Lorraine Miller, who graduated from North Texas State University in 1975 with a degree in political science, is most well-known for being the 35th Clerk of the U.S. House of Representatives (2007-2011). She is the first African-American to hold the position of House Clerk, and only the third woman to serve as an officer of the House. View a 2007 State of Texas Senate Resolution congratulating Miller on her appointment to US House Clerk in the Portal to Texas History.
The House clerk is a position of enormous responsibility. The clerk is one of the nonpartisan officers of the House, primarily responsible for keeping records of legislative proceedings to preserve continuity between the adjourned Congress and the newly-sitting Congress. As such, the Clerk opens the first meeting of each new Congress and presides over the body while the House adopts rules and elects a new Speaker. The Clerk also keeps the roll, notes questions of order, prepares the House Journal after each session, certifies bills and resolutions passed by House members, delivers messages from the House to the Senate, and manages the offices of any Member whose seat is vacant (for instance, if the Member resigned, died while in office, or was expelled from Congress for some reason).
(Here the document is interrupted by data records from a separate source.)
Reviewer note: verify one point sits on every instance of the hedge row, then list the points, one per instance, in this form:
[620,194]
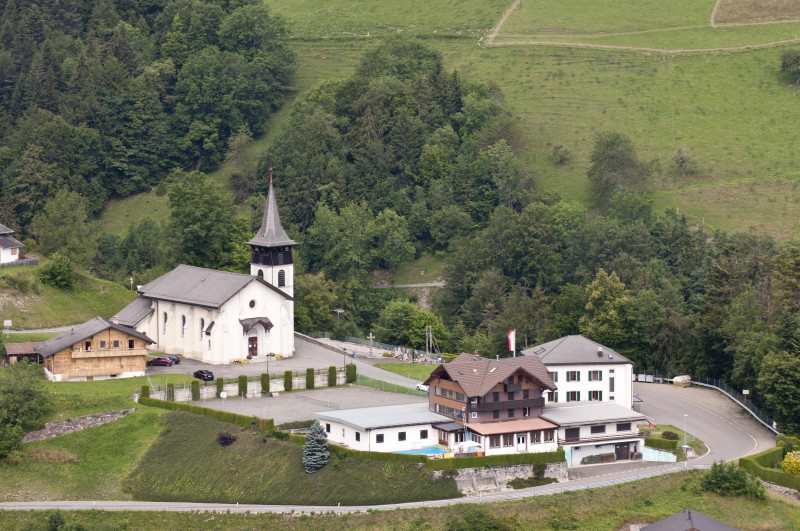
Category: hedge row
[243,421]
[761,465]
[661,444]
Prior to her tenure as House Clerk, Miller served in various advisory positions for members of the House. She was director of intergovernmental relations for then-Minority Leader Nancy Pelosi. She also served under Speakers Tom Foley and Jim Wright, and worked for Congressman John Lewis. During the 1990s she held a number of positions in the Executive Branch: Deputy Assistant for Legislative Affairs to President Clinton, Director of Government Relations for the Federal Trade Commission, and later Bureau Chief of Consumer Information for the Federal Communications Commission.
Her public service has not just been limited to Capitol Hill, though. She has previously served as president of the Washington D.C. chapter of the National Association for the Advancement of Colored People. In 2008 she became a member of the national board of directors of the NAACP and served as interim president of the organization from 2013-2014. Miller’s tenure as House Clerk came to an end in 2011, and she now works as a commercial real estate broker.